12 November 2019

Do We Love Our Neighbours Enough?

When Jesus was asked the question by a lawyer, “Who is my neighbour?”, the Master Jesus told the parable of the Samaritan, who stopped on the roadside to help an injured traveller.

Many people of different religions and status continued to walk on the other side of the road, but the Samaritan didn’t hesitate and took care of the traveller.

Jesus makes it very clear that all souls are our neighbours and that we all have a duty, in the eyes of our Father, to look after their needs and, by so doing, we can all live in peace and harmony.

          With the massive amount of media attention on the air waves, it is difficult not to know about the distress that is common around the world.  The Middle East is in constant turmoil, because of the Arabs and the Jews.

The Arabs have many different states and differing levels of wealth according to where exactly the oilfields are located and the Jews are constantly trying to acquire more land to house their people.

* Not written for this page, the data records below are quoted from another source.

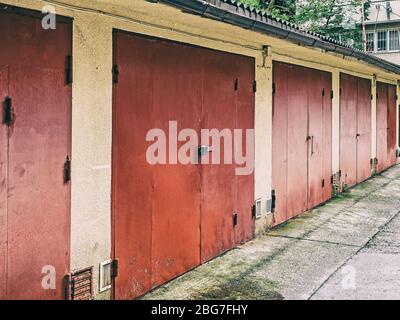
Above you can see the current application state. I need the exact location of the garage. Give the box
[0,7,72,299]
[376,82,397,172]
[112,31,255,299]
[340,73,371,189]
[272,62,332,225]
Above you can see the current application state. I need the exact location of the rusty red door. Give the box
[235,56,256,244]
[113,32,202,299]
[272,62,291,225]
[201,51,236,262]
[0,8,72,299]
[272,62,332,224]
[387,84,397,167]
[376,82,388,172]
[340,73,358,187]
[356,78,371,183]
[286,66,310,219]
[112,31,254,299]
[376,82,396,172]
[150,41,203,287]
[0,65,8,300]
[305,69,332,208]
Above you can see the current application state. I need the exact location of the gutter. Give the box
[157,0,400,75]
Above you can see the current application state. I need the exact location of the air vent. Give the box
[66,267,93,300]
[255,199,262,219]
[99,260,112,292]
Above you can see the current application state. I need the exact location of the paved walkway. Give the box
[144,166,400,299]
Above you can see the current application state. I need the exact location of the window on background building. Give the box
[377,31,387,51]
[389,30,400,51]
[367,32,375,52]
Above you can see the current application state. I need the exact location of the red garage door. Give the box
[0,7,71,299]
[340,74,371,187]
[272,62,332,224]
[113,32,255,299]
[376,82,397,172]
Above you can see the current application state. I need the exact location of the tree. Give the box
[236,0,370,47]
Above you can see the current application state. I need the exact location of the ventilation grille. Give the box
[66,267,93,300]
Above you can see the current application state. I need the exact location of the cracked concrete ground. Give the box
[143,166,400,300]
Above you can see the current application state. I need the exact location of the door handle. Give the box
[3,97,14,126]
[64,156,71,183]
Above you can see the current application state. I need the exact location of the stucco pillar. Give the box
[255,48,272,233]
[71,14,112,297]
[332,69,340,174]
[371,77,377,159]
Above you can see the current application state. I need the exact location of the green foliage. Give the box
[236,0,371,47]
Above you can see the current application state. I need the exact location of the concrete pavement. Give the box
[143,166,400,300]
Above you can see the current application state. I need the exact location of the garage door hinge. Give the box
[65,56,73,85]
[111,259,119,278]
[64,156,71,183]
[3,97,14,126]
[271,190,276,213]
[233,79,239,91]
[112,64,119,84]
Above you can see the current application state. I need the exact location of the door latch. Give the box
[64,156,71,183]
[3,97,14,126]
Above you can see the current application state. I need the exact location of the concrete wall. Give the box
[1,0,399,298]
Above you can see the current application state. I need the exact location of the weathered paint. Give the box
[0,66,8,300]
[113,32,255,299]
[272,63,332,224]
[0,12,71,299]
[377,82,397,172]
[340,73,372,188]
[356,78,371,183]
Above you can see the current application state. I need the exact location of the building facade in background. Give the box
[366,1,400,64]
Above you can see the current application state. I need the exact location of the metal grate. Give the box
[66,267,93,300]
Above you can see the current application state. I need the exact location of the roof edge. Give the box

          All of them are neighbours to each other and despite their religious differences, there appears to be little love between them, even though they have scriptures based on love and not fear and hatred.

          Every November there is held a Poppy Day, where for the most part of the British population buy poppies.  They remember those who died fighting for peace in Europe during two World Wars.

Remembrance Day is a memorial day observed in Commonwealth member states since the end of the First World War to remember the members of their armed forces, who have died in the line of duty.

Veterans Day is distinct from Memorial Day, a U.S. public holiday in May. Veterans Day celebrates the service of all U.S. military veterans, while Memorial Day honors those who have died while in military service.

Here we honour our own and seem to conveniently forget that we are commanded not to kill and that we are all our neighbours, who we are commanded to love.

Looking around the world, we are opposed to so many peoples and nations that it is hard to understand how hatred and fear can be turned by love into a balanced harmony among all nations.

The leaders of nations are all afraid that they will be attacked and will go to many lengths to safeguard themselves by whatever means they come to believe in.

The wealthier they are the more they spend on weaponry, either to defend themselves or to fight smaller nations, who cannot beat them but cannot win either.

The Americans are past masters of this strategy and parade around the world building airfields and naval harbours to defend themselves from their neighbours.

We all need to understand the effect that this has on our neighbours, who end up in refugee camps, where nobody seems to want to take responsibility for these mainly women and children.

Ten-year-olds are taught to hate and to know no other life than what they have found in these camps and it is no wonder that despite the work that charities do, they are taught to hate their oppressors.

We all have a duty to stop the hatred of war dead in its tracks and act together as one human nation brought together by the Father Creator to live in love and peace for the benefit of all.